Mohammed Hardi Tufeiru (born July 16, 1969) is a Ghanaian politician and member of the Seventh Parliament of the Fourth Republic of Ghana representing the Nanton Constituency in the Northern Region on the ticket of the New Patriotic Party. He is an academician and accountant, from the Institute of Chartered Accountant (ICAG) and holds MBA in Accounting from the University of Ghana and a Bachelor of Commerce degree from University of Cape Coast. He is currently the Deputy Minister of Agriculture.

== Education ==
He obtained GCE in 1996 and proceeded to University of Cape Coast to obtain B.Comm (Accounting) in the year 2000. He also obtained an M.B.A in accounting from the University of Ghana in the year 2006. He became a member of Institute of Chartered Accountant ( Accounting) in 2009. He is a member of IIA ( Auditing) 2016.

== Work ==
Hon. Mohamed Hardi Tuferu was a lecturer from 2001 to 2006 at the Tamale Technical University and the Head of Audit from 2006 to 2016. He sat on the Audit Reports Implementation Committees of a number of post secondary institutions between 2008 and 2016, including the University for Development Studies and Tamale Technical University. From 2007 to 2016, he was the Head of the Tamale Technical University's Internal Audit Department. At Tamale Technical University and the Institutes for Distance Learning, he taught accounting, Taxation, Cost & Management Accounting, Auditing, MIS, Public Sector Accounting, and Quantitative Methods (University of Cape Coast, University of Ghana and Kwame Nkrumah University of Science and Technology).

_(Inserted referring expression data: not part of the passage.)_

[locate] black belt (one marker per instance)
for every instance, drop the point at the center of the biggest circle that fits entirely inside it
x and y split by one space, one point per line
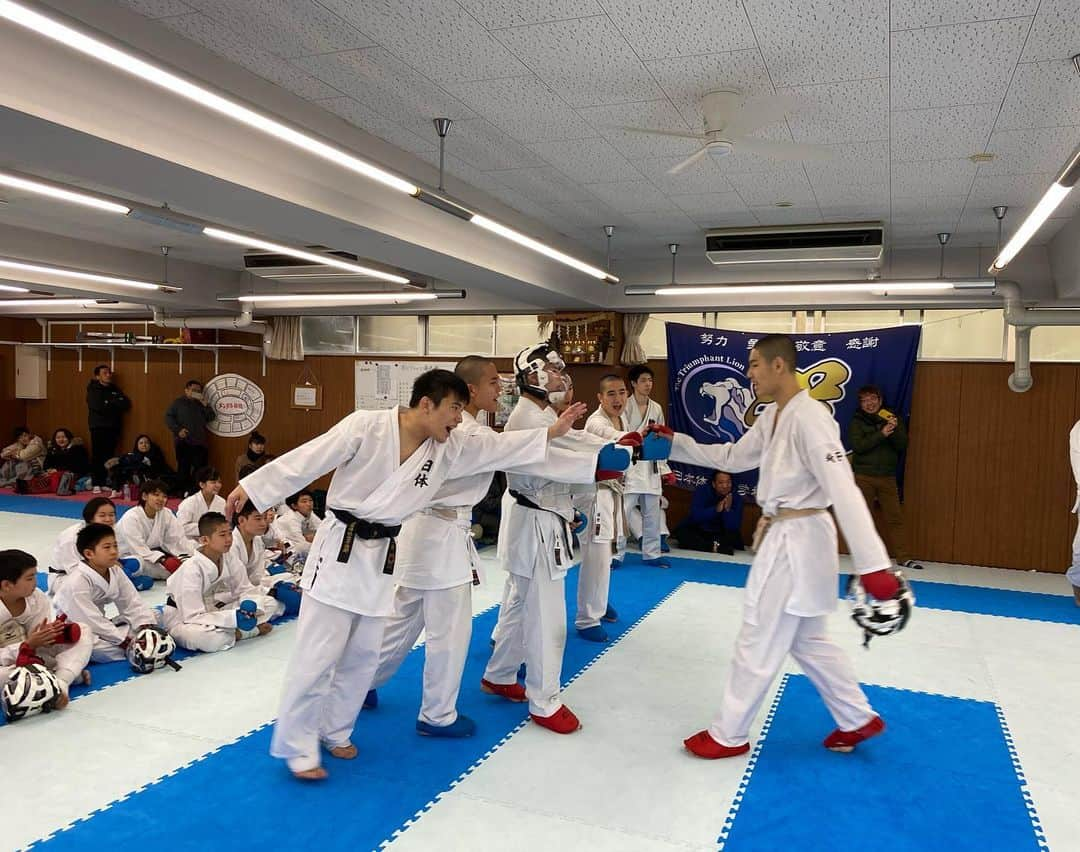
356 527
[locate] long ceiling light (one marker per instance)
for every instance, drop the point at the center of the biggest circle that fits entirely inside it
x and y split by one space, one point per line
70 273
53 191
1066 179
159 77
328 260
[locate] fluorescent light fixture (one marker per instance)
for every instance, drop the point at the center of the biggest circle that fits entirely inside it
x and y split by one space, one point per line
40 188
68 273
328 260
159 77
1053 197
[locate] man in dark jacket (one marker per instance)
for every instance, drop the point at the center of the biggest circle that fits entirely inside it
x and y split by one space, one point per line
187 418
877 438
106 405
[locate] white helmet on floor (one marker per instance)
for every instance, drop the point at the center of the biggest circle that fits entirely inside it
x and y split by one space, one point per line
880 618
531 370
30 689
150 648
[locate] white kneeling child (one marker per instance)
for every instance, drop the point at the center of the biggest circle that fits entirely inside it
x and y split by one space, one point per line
212 605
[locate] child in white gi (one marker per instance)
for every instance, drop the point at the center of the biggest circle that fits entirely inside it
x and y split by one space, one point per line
96 582
30 634
793 580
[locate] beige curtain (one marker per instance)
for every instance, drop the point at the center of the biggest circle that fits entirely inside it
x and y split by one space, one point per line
286 343
633 326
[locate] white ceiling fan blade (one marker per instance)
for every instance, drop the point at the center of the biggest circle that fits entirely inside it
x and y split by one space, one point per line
781 150
689 161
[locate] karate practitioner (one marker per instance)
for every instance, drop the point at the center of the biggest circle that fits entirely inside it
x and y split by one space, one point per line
435 594
645 481
389 464
793 580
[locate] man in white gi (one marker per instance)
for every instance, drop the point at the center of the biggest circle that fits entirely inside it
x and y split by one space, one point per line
1074 572
645 481
437 566
389 464
536 549
793 580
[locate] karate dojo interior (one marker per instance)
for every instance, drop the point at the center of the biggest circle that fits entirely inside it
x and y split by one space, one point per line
266 189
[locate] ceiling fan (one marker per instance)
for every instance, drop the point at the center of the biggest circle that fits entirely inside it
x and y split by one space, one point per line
729 119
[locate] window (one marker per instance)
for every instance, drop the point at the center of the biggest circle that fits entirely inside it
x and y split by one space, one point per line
328 335
390 335
460 335
964 334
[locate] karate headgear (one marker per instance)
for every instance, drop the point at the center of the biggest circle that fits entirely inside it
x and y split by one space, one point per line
531 376
880 618
30 689
151 648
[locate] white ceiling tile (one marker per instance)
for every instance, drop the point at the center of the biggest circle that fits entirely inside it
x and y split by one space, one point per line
1042 94
822 41
499 14
855 110
436 37
586 61
686 79
588 160
523 107
223 41
912 14
287 27
1055 34
957 64
941 133
682 27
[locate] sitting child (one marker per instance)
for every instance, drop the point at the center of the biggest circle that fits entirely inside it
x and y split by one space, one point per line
29 635
99 580
66 558
212 605
204 500
152 535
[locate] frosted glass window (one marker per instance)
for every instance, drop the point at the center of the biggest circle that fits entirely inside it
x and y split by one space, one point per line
391 335
460 335
963 334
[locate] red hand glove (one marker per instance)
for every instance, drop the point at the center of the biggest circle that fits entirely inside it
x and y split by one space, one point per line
881 584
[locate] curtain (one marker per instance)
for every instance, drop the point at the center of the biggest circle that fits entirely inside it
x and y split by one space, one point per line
633 326
286 343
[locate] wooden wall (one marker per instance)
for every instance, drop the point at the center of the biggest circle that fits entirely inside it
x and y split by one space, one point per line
988 479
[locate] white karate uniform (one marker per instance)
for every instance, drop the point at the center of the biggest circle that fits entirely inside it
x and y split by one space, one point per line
793 580
643 483
83 597
200 612
342 614
1074 572
65 661
192 508
148 539
536 549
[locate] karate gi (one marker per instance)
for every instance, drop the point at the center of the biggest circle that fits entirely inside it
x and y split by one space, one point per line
83 597
65 661
793 580
536 549
643 484
342 614
201 609
193 508
436 568
148 539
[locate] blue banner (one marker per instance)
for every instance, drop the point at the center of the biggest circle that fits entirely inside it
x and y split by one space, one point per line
711 399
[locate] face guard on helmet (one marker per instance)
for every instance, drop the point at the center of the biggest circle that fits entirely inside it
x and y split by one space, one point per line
539 372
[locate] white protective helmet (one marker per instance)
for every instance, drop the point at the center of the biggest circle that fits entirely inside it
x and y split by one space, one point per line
531 376
30 689
151 648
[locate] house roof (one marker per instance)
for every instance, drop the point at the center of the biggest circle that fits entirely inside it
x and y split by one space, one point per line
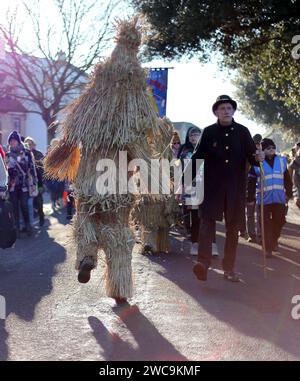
8 104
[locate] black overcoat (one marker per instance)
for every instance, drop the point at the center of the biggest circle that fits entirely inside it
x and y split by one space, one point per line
225 151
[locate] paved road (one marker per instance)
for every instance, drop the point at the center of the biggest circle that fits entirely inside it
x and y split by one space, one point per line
172 316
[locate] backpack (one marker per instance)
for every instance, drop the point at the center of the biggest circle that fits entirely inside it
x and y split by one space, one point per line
8 232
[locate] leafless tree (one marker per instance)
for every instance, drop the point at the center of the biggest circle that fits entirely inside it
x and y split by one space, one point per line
63 46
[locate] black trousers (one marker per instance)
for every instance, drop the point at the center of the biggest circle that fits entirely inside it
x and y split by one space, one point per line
20 199
274 219
206 238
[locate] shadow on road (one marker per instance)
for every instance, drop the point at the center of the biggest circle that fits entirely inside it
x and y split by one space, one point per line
151 345
26 273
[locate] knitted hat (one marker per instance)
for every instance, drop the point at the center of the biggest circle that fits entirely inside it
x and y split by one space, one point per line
224 99
14 135
265 143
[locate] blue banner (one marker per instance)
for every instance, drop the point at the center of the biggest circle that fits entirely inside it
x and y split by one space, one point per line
157 84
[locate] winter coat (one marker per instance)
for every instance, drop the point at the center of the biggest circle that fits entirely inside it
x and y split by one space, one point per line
21 171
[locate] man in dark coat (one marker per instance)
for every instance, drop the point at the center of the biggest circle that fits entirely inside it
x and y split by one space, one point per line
225 147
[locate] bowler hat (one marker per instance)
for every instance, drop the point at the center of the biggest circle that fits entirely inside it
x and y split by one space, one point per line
224 99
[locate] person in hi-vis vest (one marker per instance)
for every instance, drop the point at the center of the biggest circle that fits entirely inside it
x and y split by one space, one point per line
277 190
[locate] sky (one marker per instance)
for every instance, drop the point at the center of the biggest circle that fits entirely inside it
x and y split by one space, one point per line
192 87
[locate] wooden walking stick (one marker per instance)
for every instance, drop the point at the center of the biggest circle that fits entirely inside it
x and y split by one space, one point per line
262 179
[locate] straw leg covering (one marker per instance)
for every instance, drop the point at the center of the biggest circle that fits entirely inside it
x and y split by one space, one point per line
118 244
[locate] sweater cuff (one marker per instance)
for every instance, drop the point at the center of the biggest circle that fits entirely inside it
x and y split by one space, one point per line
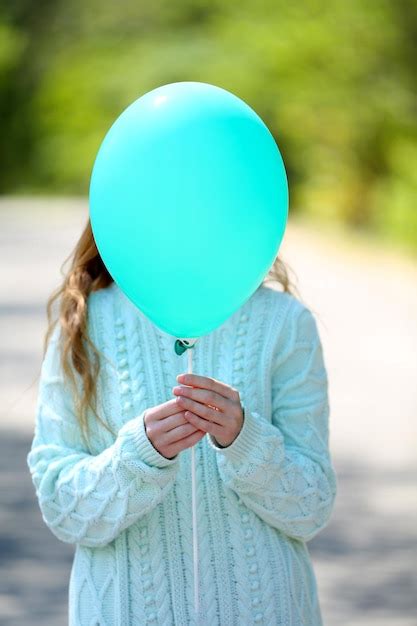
146 450
247 438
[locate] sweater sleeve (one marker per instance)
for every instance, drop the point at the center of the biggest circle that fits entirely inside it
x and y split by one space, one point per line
84 498
282 469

== Service at Parliament ==
During the 7th parliament, he was a Deputy Ranking Member of the Public Accounts Committee (PAC) and a member of the Committee on Environment, Science and Technology. He was also an African Parliamentary Union delegate. He was a member of the Petroleum Commission Ghana Board of Directors from 2017 to 2021, where he chaired the Finance and Local Content Committees. From 2017 to 2021, he also sat on the Audit Committee of the Board of Ghana Gas Co. Ltd.
He is a member of the Public Accounts Committee (PAC) and the Committee on Local Government, Rural Development, and Decentralization in the current parliament.